Ted was tough. If anyone asked, he would describe the feeling of chemotherapy as feeling like the flu. Despite this though, Ted NEVER stayed home and felt self pity. He would simply show up for work the day after chemo and suffer through. Truly, he was the Cal Ripken, Jr. of cancer patients.
Besides being a successful businessman and cancer fighter, Ted was a man of extraordinary integrity, compassion, generosity, and humor. Ted was as honest as the day is long, he was generous with his time and his money, and he treated employees, customers, and vendors with respect. He had a great laugh, a kind heart, and he will be missed terribly.

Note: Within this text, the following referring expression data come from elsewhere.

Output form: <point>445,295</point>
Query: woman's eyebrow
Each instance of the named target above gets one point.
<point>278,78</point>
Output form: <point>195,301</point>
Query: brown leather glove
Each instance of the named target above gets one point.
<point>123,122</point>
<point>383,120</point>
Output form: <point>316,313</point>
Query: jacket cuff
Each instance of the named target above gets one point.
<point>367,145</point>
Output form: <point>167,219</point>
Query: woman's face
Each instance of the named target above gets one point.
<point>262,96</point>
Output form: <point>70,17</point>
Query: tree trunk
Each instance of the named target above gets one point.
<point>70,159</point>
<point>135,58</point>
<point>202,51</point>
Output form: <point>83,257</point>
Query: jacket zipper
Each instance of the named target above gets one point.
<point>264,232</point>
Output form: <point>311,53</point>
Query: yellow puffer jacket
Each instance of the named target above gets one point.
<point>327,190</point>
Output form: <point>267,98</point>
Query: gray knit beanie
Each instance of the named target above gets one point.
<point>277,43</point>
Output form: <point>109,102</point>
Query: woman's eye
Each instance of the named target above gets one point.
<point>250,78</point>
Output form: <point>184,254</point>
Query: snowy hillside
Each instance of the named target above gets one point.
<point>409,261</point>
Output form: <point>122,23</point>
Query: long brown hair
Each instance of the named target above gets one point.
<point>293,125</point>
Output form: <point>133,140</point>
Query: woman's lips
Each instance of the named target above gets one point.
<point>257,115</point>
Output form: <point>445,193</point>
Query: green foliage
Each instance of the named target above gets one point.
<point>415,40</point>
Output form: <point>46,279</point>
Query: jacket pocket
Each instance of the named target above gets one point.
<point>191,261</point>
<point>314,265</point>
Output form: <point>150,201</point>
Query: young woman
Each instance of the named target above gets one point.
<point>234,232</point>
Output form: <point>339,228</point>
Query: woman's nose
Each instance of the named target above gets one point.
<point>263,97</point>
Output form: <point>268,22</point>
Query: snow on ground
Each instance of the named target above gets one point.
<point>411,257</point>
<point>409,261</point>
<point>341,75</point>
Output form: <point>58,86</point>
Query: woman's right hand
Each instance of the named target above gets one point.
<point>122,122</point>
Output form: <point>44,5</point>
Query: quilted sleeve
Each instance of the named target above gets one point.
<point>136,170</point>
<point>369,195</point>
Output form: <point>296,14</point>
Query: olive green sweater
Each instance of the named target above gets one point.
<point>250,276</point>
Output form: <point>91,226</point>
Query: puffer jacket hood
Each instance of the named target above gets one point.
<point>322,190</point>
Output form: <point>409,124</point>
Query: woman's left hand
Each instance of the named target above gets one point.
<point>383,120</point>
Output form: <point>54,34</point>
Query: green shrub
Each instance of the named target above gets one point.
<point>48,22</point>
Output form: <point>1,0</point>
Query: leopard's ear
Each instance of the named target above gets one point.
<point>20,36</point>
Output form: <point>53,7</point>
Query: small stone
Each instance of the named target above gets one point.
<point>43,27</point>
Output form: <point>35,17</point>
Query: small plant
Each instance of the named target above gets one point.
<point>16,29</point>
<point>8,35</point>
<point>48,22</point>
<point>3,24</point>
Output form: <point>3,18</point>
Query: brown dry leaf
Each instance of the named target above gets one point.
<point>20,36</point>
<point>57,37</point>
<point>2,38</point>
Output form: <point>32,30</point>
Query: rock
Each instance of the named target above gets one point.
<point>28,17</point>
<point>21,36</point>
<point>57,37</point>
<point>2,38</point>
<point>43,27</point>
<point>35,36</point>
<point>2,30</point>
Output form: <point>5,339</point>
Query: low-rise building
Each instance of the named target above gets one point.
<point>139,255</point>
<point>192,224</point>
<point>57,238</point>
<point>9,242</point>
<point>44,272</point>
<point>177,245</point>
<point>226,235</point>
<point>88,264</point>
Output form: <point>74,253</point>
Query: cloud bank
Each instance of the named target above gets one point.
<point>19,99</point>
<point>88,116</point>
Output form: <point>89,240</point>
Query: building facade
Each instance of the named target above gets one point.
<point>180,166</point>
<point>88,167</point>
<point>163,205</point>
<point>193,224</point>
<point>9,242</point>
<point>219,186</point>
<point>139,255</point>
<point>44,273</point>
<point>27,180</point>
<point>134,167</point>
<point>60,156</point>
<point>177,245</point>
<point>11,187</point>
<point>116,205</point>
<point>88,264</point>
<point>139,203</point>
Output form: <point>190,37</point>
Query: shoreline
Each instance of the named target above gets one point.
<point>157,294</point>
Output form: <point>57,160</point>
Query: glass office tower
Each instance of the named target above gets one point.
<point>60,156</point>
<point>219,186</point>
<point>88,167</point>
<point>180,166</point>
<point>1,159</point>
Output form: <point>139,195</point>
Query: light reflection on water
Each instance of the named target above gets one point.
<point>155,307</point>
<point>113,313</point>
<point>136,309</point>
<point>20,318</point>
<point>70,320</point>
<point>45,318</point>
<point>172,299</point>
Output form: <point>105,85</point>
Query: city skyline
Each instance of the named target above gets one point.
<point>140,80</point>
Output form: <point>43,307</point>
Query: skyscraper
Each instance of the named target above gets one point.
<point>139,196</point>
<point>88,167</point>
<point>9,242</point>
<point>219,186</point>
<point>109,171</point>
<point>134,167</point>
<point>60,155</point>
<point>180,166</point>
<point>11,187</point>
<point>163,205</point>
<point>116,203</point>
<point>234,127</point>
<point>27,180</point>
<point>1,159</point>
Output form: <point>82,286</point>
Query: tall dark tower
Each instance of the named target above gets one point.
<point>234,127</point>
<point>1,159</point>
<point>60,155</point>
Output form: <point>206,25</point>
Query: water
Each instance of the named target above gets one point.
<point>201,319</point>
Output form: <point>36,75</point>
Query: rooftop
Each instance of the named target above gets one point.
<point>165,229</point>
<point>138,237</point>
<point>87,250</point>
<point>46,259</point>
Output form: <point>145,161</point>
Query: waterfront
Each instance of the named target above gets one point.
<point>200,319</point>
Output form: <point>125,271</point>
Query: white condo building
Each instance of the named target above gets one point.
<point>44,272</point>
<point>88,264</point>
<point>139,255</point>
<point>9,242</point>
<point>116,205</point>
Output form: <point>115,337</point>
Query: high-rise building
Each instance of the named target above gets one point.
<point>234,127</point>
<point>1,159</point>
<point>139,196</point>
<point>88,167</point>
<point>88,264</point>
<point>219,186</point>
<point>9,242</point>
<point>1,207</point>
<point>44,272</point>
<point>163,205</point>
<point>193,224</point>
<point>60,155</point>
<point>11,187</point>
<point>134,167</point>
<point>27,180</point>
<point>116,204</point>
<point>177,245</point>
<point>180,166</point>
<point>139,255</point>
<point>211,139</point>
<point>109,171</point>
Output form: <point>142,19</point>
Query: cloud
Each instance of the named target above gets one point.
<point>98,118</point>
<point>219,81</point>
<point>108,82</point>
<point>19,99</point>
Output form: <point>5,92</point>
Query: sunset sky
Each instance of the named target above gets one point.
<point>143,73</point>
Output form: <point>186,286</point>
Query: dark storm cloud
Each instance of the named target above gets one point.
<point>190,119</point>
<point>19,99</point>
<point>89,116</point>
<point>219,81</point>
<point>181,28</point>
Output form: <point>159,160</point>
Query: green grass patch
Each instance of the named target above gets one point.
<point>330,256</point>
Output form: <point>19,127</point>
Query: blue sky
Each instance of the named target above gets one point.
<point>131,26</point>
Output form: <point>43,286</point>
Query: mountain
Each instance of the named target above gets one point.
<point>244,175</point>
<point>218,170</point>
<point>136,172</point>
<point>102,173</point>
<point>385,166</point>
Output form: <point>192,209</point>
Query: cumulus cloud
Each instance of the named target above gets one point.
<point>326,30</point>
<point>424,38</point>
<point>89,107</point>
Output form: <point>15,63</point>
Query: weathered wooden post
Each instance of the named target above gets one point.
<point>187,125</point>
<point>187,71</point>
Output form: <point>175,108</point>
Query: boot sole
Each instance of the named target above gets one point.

If you would like to make a donation to the American Cancer Society in Ted’s memory, please click here:
www.cancer.org – donate
We will be holding a blood drive in Ted’s memory at our office in the next couple of weeks. If you are in the Atlanta area and are interested in attending, please respond in the comments section and we will pass along the details. For non-Atlanta residents, if you would be so kind to donate blood at your local blood bank in Ted’s memory, that would be much appreciated as well.
Thank you for reading Ted’s blog over the years. It was a labor of love and he seldom missed a week.
Thank you also for your prayers for the Miller Family … and the Miller-Clapperton Family.
Ted Miller’s funeral will be held on Friday, the 12th, at 2:00 p.m. at First Baptist Church of Smyrna (GA). The family will receive visitors on Thursday, the 11th, from 2:00 to 4:00 p.m. and from 6:00 to 8:00 p.m. at Carmichael Funeral Home in Smyrna. There will be a reception in the church Fellowship Hall following the burial.
Project of the week: One of Ted’s crowning achievements and proudest moments was when Miller-Clapperton was awarded the Beijing International Airport Terminal II. Miller-Clapperton beat out 11 international competitors for the contract and Ted traveled to China multiple times during the course of the project.